Legislation requiring exchanges to conform to the same rules as banks could increase transparency. It could also pushing billions in largely unregulated transactions toward emerging big boys that can afford to set up, well, banks.
That may be a good thing, but goes against the bottom-up ethos that is part of Bitcoin’s attraction. Also some industry interest groups, such as the Bitcoin Foundation, argue that the Senate bill could subject anybody looking to trade in the currency to the same rules that govern banks, or even national mints. That could chill the market, the Foundation argued in a letter to lawmakers, saying that the bill “would, in our view, effectively limit or even terminate development, at least in the United States, of this important technology because the burdens of compliance would be greater in many instances than the benefit of developing the technology in the United States.”
Llew Classen, the executive director of the Bitcoin Foundation, told Defense One in an email he anticipated that the legislation would pass but there was still lots of time and opportunity to fix the bits that the foundation objected to. “The legislation is not actually about removing the risk of money laundering using cryptocurrency, but rather updating existing statutes dealing with all forms. Cryptocurrency has been clumsily inserted into the statute by defining anyone issuing, redeeming or cashing cryptocurrency as a ‘financial institution’ - which brings with it the regulatory burden of that definition. We hope that the final bill will either remove cryptocurrency from s13 of the bill, or focus on large cryptocurrency exchanges dealing in fiat money to bear the regulatory burden.” He characterized responses from lawmakers as “positive.”

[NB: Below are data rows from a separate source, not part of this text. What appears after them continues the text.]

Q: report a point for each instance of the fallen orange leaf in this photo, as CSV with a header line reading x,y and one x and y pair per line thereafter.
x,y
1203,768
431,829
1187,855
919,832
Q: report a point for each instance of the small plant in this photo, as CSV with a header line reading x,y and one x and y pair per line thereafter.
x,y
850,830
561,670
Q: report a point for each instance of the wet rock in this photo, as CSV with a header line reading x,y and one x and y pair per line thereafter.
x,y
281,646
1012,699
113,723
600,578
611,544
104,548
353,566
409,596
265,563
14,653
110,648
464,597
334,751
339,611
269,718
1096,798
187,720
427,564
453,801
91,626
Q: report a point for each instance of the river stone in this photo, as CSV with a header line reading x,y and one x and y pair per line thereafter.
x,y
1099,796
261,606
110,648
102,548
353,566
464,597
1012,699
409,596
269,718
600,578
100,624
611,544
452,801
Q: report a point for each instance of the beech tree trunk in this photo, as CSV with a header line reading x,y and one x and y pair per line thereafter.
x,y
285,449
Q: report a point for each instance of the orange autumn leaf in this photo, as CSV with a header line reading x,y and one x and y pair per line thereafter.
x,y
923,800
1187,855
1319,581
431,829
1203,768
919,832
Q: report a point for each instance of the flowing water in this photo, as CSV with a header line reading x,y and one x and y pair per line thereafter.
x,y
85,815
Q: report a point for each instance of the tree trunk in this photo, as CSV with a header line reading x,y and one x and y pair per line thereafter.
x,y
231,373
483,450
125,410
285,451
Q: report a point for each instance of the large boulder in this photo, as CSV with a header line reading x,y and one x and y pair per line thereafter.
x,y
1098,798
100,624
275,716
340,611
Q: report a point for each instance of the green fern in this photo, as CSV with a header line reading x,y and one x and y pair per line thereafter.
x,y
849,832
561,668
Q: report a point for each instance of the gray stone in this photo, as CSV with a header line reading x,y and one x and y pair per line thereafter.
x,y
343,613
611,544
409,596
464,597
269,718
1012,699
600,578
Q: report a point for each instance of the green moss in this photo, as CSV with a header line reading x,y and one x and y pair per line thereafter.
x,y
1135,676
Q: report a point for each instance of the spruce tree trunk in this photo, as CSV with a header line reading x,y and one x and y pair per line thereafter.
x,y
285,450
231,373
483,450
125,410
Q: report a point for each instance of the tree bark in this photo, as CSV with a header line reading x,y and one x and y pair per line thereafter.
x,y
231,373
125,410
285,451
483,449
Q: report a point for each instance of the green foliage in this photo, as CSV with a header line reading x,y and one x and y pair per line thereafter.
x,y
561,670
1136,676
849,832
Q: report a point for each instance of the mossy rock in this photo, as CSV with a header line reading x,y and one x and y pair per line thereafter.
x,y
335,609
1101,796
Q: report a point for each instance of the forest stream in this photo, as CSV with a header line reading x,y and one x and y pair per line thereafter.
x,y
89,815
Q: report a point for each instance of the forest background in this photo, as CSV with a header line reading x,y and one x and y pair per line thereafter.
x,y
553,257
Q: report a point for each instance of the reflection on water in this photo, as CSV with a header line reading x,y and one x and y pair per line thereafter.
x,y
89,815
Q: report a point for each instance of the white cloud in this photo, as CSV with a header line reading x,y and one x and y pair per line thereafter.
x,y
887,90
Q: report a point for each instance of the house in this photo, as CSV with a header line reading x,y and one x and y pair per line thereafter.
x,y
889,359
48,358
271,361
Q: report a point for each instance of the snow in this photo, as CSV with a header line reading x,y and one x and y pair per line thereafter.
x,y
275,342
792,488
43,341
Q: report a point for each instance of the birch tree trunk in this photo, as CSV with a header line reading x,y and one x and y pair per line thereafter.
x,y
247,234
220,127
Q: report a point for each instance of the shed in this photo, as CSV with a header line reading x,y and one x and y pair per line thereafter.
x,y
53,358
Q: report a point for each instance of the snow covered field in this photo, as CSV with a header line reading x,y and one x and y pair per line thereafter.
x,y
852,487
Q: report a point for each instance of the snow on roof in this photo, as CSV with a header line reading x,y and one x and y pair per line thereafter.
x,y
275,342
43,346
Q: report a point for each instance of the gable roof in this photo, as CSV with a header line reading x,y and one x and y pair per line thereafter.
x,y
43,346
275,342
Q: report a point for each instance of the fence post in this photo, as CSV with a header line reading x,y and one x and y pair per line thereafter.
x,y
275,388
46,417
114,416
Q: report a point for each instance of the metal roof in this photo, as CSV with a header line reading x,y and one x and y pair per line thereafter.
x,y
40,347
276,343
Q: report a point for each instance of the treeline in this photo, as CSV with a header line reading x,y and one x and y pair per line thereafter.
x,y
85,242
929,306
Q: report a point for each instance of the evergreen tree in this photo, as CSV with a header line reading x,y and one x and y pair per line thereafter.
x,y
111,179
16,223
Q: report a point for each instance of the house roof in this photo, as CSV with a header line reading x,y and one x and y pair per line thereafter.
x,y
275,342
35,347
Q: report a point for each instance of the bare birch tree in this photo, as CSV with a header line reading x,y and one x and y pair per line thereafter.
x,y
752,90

It’s clear that governments have to fix the gap if those penalties are to have any meaning. But the legislation that’s so far been proposed, as well as law enforcement action that’s taken place, suggests that government actors still have a lot to learn about what Bitcoin is and how cryptocurrency markets function if they are to avoid disrupting legitimate trading and investment. In October, Defense One asked Duke whether DHS had some way to shut down exchanges without disrupting the market. She answered, “That’s a very technical question,” then got into a black Chevy Tahoe that quickly drove away.